Crisco wins Senate vote for study of pediatric disorder's causes, treatment
Crisco said language of the bill requires an exploration of the ‘research on, diagnoses made and treatments prescribed’ for the syndrome.
He said PANDAS seems to be caused by strep or other infections, when antibodies made to fight the infection mistakenly attack instead the portion of the brain that controls thought and muscle function.
“The incidence of PANDAS, while still rare, is increasing at an alarming rate and compounding our concern is the suddenness with which it strikes: I read about one case in which parents sent their child to school one morning without a worry and then were called mid-morning about their child’s acute case of PANDAS,” Crisco said. “This bill will launch an examination of this phenomenon with results due back to the General Assembly by next January 1.”
Crisco explained one of the first obstacles to a complete understanding of PANDAS is the fact there is no test for the condition but rather, doctors use a combined diagnosis of up to five individual criteria.
“PANDAS cannot be treated with antibiotics as most other infections are treated because in this disorder the infection isn’t the culprit – the antibodies are,” Crisco said.
“Another unsolved aspect of the puzzle is seemingly arbitrary susceptibility to PANDAS: the condition seems related to streptococcal or other infections but will not develop in every child who winds up with a strep infection.”

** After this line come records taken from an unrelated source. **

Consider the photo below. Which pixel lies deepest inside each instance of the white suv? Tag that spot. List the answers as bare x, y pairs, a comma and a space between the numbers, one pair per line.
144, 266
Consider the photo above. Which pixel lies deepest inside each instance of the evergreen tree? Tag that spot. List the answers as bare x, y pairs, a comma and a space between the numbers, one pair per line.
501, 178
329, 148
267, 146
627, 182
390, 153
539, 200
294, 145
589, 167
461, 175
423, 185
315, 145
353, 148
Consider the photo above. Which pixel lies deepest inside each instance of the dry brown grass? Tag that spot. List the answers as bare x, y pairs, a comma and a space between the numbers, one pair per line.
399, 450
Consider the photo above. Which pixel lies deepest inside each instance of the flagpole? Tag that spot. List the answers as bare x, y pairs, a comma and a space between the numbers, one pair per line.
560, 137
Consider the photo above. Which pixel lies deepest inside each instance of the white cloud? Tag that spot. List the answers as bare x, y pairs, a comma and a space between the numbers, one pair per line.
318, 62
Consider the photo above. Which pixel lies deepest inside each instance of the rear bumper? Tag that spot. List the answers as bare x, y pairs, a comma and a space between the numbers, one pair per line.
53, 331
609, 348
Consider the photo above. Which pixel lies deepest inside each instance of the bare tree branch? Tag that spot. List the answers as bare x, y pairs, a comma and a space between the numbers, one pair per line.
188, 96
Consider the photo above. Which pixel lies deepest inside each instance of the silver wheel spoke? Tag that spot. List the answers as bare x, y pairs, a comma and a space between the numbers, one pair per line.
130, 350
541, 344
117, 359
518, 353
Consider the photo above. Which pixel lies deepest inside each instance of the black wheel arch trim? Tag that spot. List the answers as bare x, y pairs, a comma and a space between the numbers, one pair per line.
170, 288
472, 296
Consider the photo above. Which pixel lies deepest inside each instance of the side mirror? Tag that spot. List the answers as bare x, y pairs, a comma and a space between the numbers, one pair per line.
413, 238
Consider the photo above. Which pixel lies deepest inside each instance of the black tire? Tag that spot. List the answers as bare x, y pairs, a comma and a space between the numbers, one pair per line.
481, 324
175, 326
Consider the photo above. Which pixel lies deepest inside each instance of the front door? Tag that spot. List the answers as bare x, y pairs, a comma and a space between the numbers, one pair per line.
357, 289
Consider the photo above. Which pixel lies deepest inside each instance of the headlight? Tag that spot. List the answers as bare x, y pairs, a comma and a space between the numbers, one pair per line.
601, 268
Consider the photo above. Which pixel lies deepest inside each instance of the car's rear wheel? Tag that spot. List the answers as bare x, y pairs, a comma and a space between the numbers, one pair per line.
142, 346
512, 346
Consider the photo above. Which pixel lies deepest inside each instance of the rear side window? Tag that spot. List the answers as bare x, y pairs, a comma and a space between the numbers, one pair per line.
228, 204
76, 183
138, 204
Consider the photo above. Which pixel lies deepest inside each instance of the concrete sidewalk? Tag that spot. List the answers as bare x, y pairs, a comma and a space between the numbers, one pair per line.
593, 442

“In order for our state to better understand this emerging condition and prepare itself to help residents stricken by it we simply have to learn more about it and this initiative sets in motion that exploratory phase,” Crisco added. “This bill received the approval of three separate legislative committees and I’m delighted with today’s favorable Senate vote – I now call upon our counterparts in the House for their prompt review and approval.”
This information was released by Crisco's office.